The filmmaker Davis Guggenheim, who directed An Inconvenient Truth, has a new documentary about American education coming out this year. Waiting for Superman tells the story of several kids trying to get into schools with high-quality teaching—it’s literally a lottery that will decide the fate of these young people. Although I may be biased because I appear in the movie, I think it is fantastic and hope it will galvanize a lot more political will to improve teaching effectiveness.


Student at the Durham Performance Learning Center, Durham Public Schools (Durham, North Carolina, 2009); speaking with Danny Gilfort, principal of the Durham Performance Learning Center (Durham, North Carolina, 2009).

From left: Student at the Durham Performance Learning Center, Durham Public Schools (Durham, North Carolina, 2009); speaking with Danny Gilfort, principal of the Durham Performance Learning Center (Durham, North Carolina, 2009).

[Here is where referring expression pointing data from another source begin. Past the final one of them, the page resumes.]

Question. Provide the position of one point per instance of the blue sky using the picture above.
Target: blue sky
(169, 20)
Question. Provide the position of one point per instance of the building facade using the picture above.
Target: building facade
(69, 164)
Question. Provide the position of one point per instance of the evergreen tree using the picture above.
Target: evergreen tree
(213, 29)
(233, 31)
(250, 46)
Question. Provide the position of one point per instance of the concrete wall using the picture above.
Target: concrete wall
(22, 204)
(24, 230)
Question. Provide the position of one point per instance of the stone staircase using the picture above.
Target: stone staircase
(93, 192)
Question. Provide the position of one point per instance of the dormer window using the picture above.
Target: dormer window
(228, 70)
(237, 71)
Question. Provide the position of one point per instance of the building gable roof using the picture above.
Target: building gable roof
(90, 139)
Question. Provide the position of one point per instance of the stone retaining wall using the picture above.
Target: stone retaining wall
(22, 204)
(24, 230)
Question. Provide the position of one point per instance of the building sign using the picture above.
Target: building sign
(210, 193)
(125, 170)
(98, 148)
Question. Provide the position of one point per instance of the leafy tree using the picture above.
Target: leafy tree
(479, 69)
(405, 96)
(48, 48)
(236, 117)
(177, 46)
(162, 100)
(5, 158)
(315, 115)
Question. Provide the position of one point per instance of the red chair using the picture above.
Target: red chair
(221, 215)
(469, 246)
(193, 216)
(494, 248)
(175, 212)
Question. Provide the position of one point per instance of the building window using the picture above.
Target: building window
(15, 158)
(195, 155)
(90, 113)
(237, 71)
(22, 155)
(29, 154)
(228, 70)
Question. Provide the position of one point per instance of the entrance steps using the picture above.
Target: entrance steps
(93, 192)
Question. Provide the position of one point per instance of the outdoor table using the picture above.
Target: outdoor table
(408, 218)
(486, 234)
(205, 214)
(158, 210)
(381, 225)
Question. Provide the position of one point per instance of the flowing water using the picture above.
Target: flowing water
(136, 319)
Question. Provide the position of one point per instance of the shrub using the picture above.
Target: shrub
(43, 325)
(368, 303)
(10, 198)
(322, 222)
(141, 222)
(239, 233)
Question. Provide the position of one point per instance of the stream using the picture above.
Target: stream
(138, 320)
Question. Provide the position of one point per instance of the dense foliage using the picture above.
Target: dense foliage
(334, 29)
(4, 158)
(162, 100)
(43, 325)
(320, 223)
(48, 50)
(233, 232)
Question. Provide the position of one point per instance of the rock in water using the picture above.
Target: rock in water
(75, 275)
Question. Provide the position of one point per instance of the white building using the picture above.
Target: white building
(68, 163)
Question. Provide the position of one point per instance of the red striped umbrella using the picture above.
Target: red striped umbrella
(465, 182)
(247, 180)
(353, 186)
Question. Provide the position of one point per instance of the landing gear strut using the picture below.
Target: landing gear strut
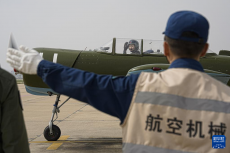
(52, 132)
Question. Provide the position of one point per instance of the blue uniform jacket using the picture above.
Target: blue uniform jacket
(112, 96)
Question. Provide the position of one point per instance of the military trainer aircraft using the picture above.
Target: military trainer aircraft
(116, 58)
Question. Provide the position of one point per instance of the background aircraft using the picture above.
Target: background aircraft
(109, 59)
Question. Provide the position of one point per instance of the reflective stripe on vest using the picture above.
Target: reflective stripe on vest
(177, 111)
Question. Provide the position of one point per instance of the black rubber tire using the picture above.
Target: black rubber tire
(56, 133)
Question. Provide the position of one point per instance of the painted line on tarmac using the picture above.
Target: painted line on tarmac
(55, 146)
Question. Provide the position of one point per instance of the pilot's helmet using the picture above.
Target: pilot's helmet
(135, 43)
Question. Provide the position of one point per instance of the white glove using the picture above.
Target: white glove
(24, 60)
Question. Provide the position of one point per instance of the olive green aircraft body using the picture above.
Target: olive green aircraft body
(114, 63)
(111, 59)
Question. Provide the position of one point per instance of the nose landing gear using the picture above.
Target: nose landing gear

Melinda and I visited a number of schools in North Carolina during the fall and had a chance to see some amazing principals and teachers. In one inner-city Charlotte school, teachers look at test results each week to understand who is teaching which concepts the best way so they can learn from each other. In Durham, we visited a special high school called the Performance Learning Center , which is for kids who have dropped out of a typical public school but want to get their high school degree. One reason we visited them was to see how they use online learning. There are no lectures, and kids can move ahead at their own pace. A lot of the kids start out making progress more slowly than they would in a traditional class, but with the support of the teachers in the school and as they get used to the online approach, almost all of them move through the courses a lot faster than normal classes would let them. This is very motivational to the kids because they can do more than a year’s worth of schoolwork in a single year.